There are 1833 vocabulary words which are common to all 3 novels. Unsurprisingly, these common words include pronouns (je, tu, nous, vous), as well as common nouns (victoire, mensonge, plaisanterie, lumière, préoccupation) and many common verbs such as: plaisanter plaindre, souhaiter, réclamer, déshabiller, écrire, séduire, cacher, éclairer, entreprendre.
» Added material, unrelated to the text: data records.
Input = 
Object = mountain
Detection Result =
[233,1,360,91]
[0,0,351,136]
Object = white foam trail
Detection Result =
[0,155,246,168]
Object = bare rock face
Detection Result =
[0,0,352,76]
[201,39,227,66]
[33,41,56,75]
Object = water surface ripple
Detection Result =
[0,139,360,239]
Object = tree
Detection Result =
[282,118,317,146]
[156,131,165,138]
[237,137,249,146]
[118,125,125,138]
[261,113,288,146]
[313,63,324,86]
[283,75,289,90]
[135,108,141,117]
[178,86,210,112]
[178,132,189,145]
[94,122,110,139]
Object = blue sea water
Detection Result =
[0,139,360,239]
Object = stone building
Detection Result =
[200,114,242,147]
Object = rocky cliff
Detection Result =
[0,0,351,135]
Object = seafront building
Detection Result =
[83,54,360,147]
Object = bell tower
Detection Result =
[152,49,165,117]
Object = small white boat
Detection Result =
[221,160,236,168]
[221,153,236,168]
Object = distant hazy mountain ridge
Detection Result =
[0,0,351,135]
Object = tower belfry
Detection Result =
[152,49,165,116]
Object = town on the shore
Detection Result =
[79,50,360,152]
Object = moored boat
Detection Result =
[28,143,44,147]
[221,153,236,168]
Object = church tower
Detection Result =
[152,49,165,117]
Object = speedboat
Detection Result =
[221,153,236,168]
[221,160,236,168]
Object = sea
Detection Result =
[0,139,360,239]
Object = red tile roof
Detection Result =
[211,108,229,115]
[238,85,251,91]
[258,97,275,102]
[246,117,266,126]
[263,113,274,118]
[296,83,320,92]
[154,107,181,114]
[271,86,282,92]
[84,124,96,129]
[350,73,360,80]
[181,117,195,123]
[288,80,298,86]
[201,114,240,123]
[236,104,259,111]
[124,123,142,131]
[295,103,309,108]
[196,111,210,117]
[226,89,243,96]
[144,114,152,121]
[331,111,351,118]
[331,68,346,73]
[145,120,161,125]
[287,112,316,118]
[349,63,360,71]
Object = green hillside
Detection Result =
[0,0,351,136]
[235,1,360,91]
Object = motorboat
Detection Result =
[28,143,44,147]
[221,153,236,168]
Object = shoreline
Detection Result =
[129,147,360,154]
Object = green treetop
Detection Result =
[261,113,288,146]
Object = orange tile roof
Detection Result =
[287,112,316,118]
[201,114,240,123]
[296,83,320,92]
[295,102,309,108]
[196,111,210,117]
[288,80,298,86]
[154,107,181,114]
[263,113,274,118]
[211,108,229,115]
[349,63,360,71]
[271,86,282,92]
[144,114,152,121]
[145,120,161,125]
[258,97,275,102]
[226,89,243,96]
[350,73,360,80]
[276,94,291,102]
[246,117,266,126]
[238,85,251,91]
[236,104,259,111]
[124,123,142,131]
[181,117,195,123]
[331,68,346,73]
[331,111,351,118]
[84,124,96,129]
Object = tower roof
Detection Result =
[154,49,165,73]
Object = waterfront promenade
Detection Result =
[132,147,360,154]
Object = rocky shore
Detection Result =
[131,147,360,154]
There are 1292 vocabulary words which are found in ‘la Bête humaine’ but not in the other two novels. These include: docilité, griffe, endiablé, effréné, wagon

There are 908 vocabulary words which are in ‘Les liaisons dangeureuses’ and not in the other two novels. These include: apens, laurier, déshonneur, déplorable, indisposition

Finally there a full 2443 vocabulary words which are in ‘Madame Bovary’ and not in the other two novels. Some of these words are quite uncommon and would be difficult even for many native French speakers. For example:

  • lorgnette: little binoculars or telescope which used to be used in theaters
  • soutane: long robe worn by clergymen
  • tison: a partly burnt piece of wood
  • candélabre: a large chandelier with multiple branches
  • calicot: a rough cotton fabric

But not all these 2443 word are rare and difficult, many are actually simple words that simply happen not to be present in the other two novels. For example: écharpe, rhum, cathédrale, orgue, serviette.

In case you are wondering if the publication dates has something to do with all this, here they are: both ‘La Bête humaine’ and ‘Madame Bovary’ are 19th century novels published respectively in 1890 and 1856. The third novel ‘Les liaisons dangereuses’ is an 18th century novel published in 1782. It would appear that the publication dates don’t play a role in the vocabulary differences which we have observed.
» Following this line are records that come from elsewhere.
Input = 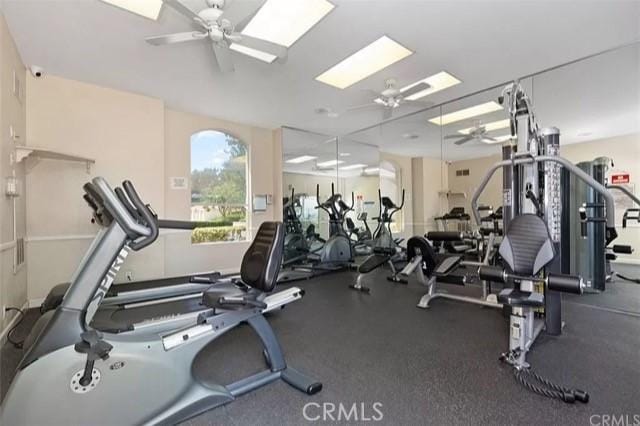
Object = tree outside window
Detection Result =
[191,130,249,244]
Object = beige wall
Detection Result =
[0,14,27,330]
[27,75,282,301]
[449,134,640,262]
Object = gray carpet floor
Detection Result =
[0,271,640,426]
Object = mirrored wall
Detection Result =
[283,40,640,263]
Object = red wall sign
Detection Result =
[611,173,629,185]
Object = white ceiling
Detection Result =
[3,0,640,144]
[349,44,640,160]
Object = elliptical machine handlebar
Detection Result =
[92,176,157,250]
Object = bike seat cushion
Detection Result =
[240,222,284,292]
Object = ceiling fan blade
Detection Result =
[402,81,431,98]
[145,31,207,46]
[454,136,475,145]
[234,34,287,58]
[213,42,235,73]
[162,0,202,25]
[220,0,266,31]
[344,102,382,112]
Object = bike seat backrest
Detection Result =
[499,214,556,276]
[240,222,284,293]
[345,217,356,231]
[407,236,439,275]
[381,197,398,209]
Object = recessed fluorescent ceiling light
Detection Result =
[317,160,344,167]
[483,135,515,144]
[458,118,509,135]
[102,0,162,21]
[316,36,413,89]
[340,164,367,170]
[429,101,502,126]
[400,71,462,101]
[285,155,318,164]
[242,0,335,47]
[229,43,277,64]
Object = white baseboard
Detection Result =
[611,258,640,265]
[0,301,30,345]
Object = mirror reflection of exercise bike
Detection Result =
[278,183,354,282]
[349,189,407,293]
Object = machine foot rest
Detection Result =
[349,284,371,294]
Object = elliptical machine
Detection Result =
[349,189,407,293]
[0,177,322,425]
[278,183,355,283]
[282,188,309,266]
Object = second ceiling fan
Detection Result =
[145,0,287,72]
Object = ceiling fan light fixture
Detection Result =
[102,0,162,21]
[340,164,367,170]
[285,155,318,164]
[229,43,278,64]
[400,71,462,101]
[316,36,413,89]
[429,101,502,126]
[316,160,344,167]
[242,0,335,48]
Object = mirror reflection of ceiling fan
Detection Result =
[444,121,498,145]
[345,78,433,120]
[145,0,287,72]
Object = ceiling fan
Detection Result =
[444,121,498,145]
[145,0,287,72]
[345,78,433,120]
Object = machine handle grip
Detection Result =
[93,176,152,239]
[122,180,159,250]
[478,265,507,283]
[547,273,584,294]
[426,231,464,241]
Part of the difficulty in reading literature, particularly when it is read in a foreign language, comes from the vocabulary. Looking up vocabulary words breaks the flow of reading, thus often reducing the enjoyment the reader gets from the novel. We have seen that the amount of vocabulary varies significantly between classic French novels. While it is always nice to learn new vocabulary, one should keep in mind that for the purpose of reading enjoyment it is best to choose novels for which one does not have to lookup too many word definitions.